EPOC SPECIAL MESSAGE - ACTIVITIES AND CORONAVIRUS DISEASE (COVID-19)
CONTINUING EDUCATION CREDITS:
The CT State Board of Examiners of Environmental Professionals has approved this course for 4.0 hours of continuing education credits (CTLEP-417). The MA LSP Board has approved this course for 4.0 hours of Technical credits (LSP Course Number 1582). This course has also been approved in NY for 3.75 PDH(s) - NY Professional Engineering, course #20160378. This is the second time this course is being offered (first offered on October 19, 2016).
The purpose of this course is to provide attendees both a lecture session as well as actual field usage of sonic drilling technology. A mid-size track mounted sonic drill will be on site as well as a probe and auger rig for comparison of soil collection methods as well as comparisons.
Summary: Sonic drilling technology has proven to be a cost effective means of exploring the sub-surface. Sonic drilling has many advantages over traditional drilling and probing methods. The soil samples often create a highly representative sample through formations that just rotary drilling and probes struggle to achieve quality samples.
Indoor lecture: 1:00 PM - 2:15 PM
A brief discussion covering sonic history, basic theory, mechanical theory of sonic head. Brief explanation of the energy developed from a probe hammer versus sonic head.
Why and how sonic drilling works, discussion on the displacement of various overburden soils during drilling/probing applications.
Discussion of safety issues including comparison of noise levels with other drilling techniques. Discussion of the automation factors and how that enhances productivity as well as safety.
Explanation of the “water hammer effect” as over casing takes place with the advantage of the sonic head.

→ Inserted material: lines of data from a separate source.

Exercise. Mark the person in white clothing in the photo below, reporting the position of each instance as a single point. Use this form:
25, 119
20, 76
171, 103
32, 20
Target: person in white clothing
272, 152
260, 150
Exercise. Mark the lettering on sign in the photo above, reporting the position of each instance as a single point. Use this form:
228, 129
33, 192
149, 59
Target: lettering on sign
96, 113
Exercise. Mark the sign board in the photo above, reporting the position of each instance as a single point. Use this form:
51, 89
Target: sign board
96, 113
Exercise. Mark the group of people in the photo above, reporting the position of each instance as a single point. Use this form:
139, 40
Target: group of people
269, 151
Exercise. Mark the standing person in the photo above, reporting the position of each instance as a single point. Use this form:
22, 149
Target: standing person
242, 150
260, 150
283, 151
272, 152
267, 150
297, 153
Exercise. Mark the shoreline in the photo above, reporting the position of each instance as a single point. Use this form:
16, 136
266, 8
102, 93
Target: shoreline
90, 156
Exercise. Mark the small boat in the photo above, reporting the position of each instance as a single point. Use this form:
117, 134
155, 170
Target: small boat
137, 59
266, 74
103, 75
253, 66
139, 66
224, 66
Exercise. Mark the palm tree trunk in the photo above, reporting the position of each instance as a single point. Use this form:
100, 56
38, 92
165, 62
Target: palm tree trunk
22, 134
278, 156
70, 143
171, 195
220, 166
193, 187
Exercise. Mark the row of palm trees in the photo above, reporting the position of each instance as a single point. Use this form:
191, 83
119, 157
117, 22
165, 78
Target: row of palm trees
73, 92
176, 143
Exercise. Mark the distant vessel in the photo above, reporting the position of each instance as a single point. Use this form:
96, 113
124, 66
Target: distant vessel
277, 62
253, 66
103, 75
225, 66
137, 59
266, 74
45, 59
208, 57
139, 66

Comparisons of soil collection methods pros and cons. Penetration rates and soil generated will also be also compared.
Break: 2:15 - 2:30 PM
Outside field demonstration: 2:30 PM - 5:00 PM
4x6 method: Sonic drilling of overburden begins with advancing a 4.5” core barrel to 10’. Then chasing and over casing the sample barrel. With both casings installed the sampler will be removed and collected in both plastic bags and core boxes.
DT 4.5” sampling: A boring will be completed with the use of a 3”PVC liner. This technique Uses a 4.5” casing to continually case the boring while retrieving a 3”x5’ PVC liner.
A probe will complete a boring with standard macro tube PVC liners 2” diameter core.
A drill rig will complete a similar boring via split spoon method.
A discussion table where we can lay different core samples out will be the focus of a logging comparison.
Mark Schock is a licensed driller with Glacier Drilling in Durham, CT has been involved in the environmental/geotechnical drilling field for 25 years. Mark has been personally operating a sonic drill since purchased in April of 2011. He has presented sonic drilling presentations and demonstrations to Tufts University, UCONN students, HRP Associates, and Klienfelder. Mark will be the principal presenter of the program with assistance from Glacier Drilling staff.